Lights were appearing in the alleys between the shadowy buildings.  There were just a few twinklings, but more and more appeared like fireflies.  As she stared at them, she realized the lights were grouped into sets of two, as if the people were carrying tiny, two-taper candleholders.  Eyes.  They were glowing eyes.

Figures walked out of the darkness.  Men and women, tall and cold.  They made no sound as the came forward.  A woman on the outside of the group spoke.

“My name is Cynthia Bram.  I teach college.  I could teach you about science.  I wrote a thesis on elementary parti-”

The man closest to her bounded forward, his mouth opening wide, impossibly wide, like a snake unhinging its jaw.  Huge, white fangs sprouted out of his face and he grabbed her by the shoulders.  He bit down on her whole head, cracking her skull open so a giant gout of blood showered into his throat.

The other vampires were bounding at them now, some running on all fours like wolves.  The crowd screamed and cried.  Some broke from the group and ran.  Most stood their ground and shouted about their accomplishments.

“I can cook!” someone shouted as he was pulled off.

“I can make engines.  I’m the foremost authority on combustion!”

“I know how to care for children!”

“I travelled all over the world.  You won’t believe what I’ve seen!”

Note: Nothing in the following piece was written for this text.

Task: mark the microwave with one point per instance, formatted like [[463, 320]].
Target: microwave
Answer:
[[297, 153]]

“I’m a good person!  Everyone says so!”

The vampires didn’t seem to care.  They ate them all: ripping them apart, dragging them off into the darkness, chasing them around the courtyard until they collapsed.  Soon, Izzie was the only one left alive.  She couldn’t see colors in the darkness, but she knew blood ran in rivers between the cobblestones beneath her feet.  One by one, the vampires stood from their prey and slowly, as if in a daze, turned back to the alleys.  Izzie reached up to touch the medallion pinned to her coat with trembling fingers.

A man burst into the courtyard as the last vampires were leaving.  He stopped and stared at the corpses all around him.

“What?  Already?  It’s only half past four!”

One of the vampires, a man with a bowler hat, shrugged.

“What did you expect, Matheson?”

Matheson turned and looked at Izzie with a disturbingly intense stare.  The other vampire put a hand on his shoulder.

“She’s Rice’s,” he said.

Matheson shrugged the hand off.

“Accidents happen,” he said, and reached for her.